AIAug 27, 2025

Flocking Behavior: An Innovative Inspiration for the Optimization of Production Plants

arXiv:2508.19963v13.3h-index: 1
Originality Synthesis-oriented
AI Analysis

This work addresses a hard optimization problem for semiconductor production, but it is incremental as it adapts an existing bio-inspired algorithm to a specific domain.

The paper tackles the optimization of large production plants, specifically semiconductor fabs, by addressing the switching problem between machines using the boids flocking algorithm, resulting in a method that avoids global computation and leverages local interactions.

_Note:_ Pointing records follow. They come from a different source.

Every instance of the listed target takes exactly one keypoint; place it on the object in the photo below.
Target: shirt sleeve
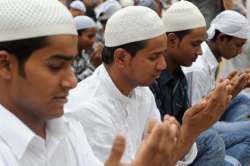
(198, 86)
(81, 145)
(99, 129)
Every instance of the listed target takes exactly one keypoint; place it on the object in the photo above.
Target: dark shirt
(170, 91)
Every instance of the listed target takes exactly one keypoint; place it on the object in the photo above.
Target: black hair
(181, 34)
(22, 49)
(132, 48)
(217, 32)
(81, 31)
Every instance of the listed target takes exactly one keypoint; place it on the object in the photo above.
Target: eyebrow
(62, 57)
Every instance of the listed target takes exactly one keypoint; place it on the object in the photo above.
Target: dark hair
(81, 31)
(132, 48)
(217, 32)
(180, 34)
(22, 49)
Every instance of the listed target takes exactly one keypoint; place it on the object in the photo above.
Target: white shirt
(65, 143)
(105, 112)
(201, 75)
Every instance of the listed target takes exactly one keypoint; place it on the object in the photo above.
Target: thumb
(117, 151)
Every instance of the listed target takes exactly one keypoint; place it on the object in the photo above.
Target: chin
(56, 113)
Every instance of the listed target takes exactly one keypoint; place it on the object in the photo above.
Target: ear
(173, 40)
(121, 57)
(5, 65)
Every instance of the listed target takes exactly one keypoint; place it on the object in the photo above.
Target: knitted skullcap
(78, 5)
(23, 19)
(107, 9)
(84, 22)
(131, 24)
(183, 15)
(230, 23)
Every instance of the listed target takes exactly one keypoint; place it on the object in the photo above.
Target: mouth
(61, 99)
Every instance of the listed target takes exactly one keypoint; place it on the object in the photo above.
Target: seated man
(37, 49)
(115, 100)
(226, 36)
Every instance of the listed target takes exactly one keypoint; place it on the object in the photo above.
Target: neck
(30, 120)
(171, 64)
(124, 86)
(214, 49)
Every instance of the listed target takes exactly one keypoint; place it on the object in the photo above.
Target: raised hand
(158, 148)
(239, 81)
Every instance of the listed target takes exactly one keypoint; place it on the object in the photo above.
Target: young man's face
(49, 76)
(185, 51)
(148, 62)
(87, 38)
(229, 48)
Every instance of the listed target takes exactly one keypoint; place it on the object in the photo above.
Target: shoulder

Optimizing modern production plants using the job-shop principle is a known hard problem. For very large plants, like semiconductor fabs, the problem becomes unsolvable on a plant-wide scale in a reasonable amount of time using classical linear optimization. An alternative approach is the use of swarm intelligence algorithms. These have been applied to the job-shop problem before, but often in a centrally calculated way where they are applied to the solution space, but they can be implemented in a bottom-up fashion to avoid global result computation as well. One of the problems in semiconductor production is that the production process requires a lot of switching between machines that process lots one after the other and machines that process batches of lots at once, often with long processing times. In this paper, we address this switching problem with the ``boids'' flocking algorithm that was originally used in robotics and movie industry. The flocking behavior is a bio-inspired algorithm that uses only local information and interaction based on simple heuristics. We show that this algorithm addresses these valid considerations in production plant optimization, as it reacts to the switching of machine kinds similar to how a swarm of flocking animals would react to obstacles in its course.